Jamie Reed is a progressive. She is a queer woman married to a trans man. She dedicated her career to the vulnerable.
That’s why four years ago she joined the Center for Transgender People at the Children’s Hospital St.
Today she blows the whistle.https://t.co/C08n30n1hh
— Bari Weiss (@bariweiss) February 9, 2023
• The Biden administration’s new Title IX rule becomes public in May, “although it’s unclear when it will go into effect,” he notes USA Today. Biden’s changes would add discrimination based on gender identity to the law’s scope, expand the definition of sexual harassment (requiring schools to investigate anything that meets this lower threshold), and require schools to use a “preponderance of the evidence” standard instead of the stricter “clear evidence.” and convincing evidence” standard in sexual assault cases.

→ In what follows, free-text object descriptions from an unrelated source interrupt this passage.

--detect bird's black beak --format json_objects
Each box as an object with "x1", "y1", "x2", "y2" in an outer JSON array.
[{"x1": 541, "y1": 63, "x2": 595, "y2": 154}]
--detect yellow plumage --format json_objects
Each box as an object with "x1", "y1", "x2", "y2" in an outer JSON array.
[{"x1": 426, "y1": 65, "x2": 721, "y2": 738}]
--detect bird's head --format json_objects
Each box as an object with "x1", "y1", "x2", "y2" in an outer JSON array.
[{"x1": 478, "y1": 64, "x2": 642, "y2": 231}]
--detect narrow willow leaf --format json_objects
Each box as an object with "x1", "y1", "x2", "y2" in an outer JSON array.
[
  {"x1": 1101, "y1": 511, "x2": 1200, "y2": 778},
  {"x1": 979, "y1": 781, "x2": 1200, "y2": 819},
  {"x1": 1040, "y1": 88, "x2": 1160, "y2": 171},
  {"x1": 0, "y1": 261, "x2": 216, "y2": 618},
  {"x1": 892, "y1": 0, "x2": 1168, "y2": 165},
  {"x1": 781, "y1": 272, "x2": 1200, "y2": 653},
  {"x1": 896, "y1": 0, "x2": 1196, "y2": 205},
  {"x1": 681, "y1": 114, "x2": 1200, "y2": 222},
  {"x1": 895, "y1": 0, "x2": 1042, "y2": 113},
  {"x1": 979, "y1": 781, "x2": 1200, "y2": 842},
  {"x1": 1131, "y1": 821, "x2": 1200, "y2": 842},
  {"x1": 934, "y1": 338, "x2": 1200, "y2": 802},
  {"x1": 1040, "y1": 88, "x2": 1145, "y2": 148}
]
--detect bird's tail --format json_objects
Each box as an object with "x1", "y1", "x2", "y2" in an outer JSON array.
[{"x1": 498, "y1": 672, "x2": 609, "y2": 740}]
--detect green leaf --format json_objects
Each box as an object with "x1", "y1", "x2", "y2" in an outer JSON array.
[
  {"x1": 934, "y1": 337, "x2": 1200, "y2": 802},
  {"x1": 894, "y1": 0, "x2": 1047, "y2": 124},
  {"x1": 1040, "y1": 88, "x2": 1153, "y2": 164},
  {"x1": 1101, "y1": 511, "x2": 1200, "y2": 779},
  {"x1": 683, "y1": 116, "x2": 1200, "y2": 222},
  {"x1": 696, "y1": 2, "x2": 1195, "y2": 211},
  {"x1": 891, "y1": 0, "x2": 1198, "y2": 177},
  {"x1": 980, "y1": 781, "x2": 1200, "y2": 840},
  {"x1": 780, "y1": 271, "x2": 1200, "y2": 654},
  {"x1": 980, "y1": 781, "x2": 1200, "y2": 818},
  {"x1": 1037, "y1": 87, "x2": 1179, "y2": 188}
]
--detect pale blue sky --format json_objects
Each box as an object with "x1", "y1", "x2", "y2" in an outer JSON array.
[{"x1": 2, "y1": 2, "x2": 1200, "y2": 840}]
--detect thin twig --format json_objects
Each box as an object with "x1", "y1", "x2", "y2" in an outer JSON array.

• An anonymous State Department official says the Chinese balloon shot down by the Pentagon last weekend had “multiple antennas” to gather intelligence and that they were not “consistent” with weather balloons. Since the balloon was shot down, numerous officials have made anonymous statements that it was a spy balloon. But an official statement about the balloon has not been released since it was shot down.
• San Francisco Supervisor Hillary Ronen urges state lawmakers to decriminalize prostitution.
• The idea that Americans have only been gaining weight since the 1980s is wrong, suggests Matthew Yglesias.
• A few things most people get wrong about the brain.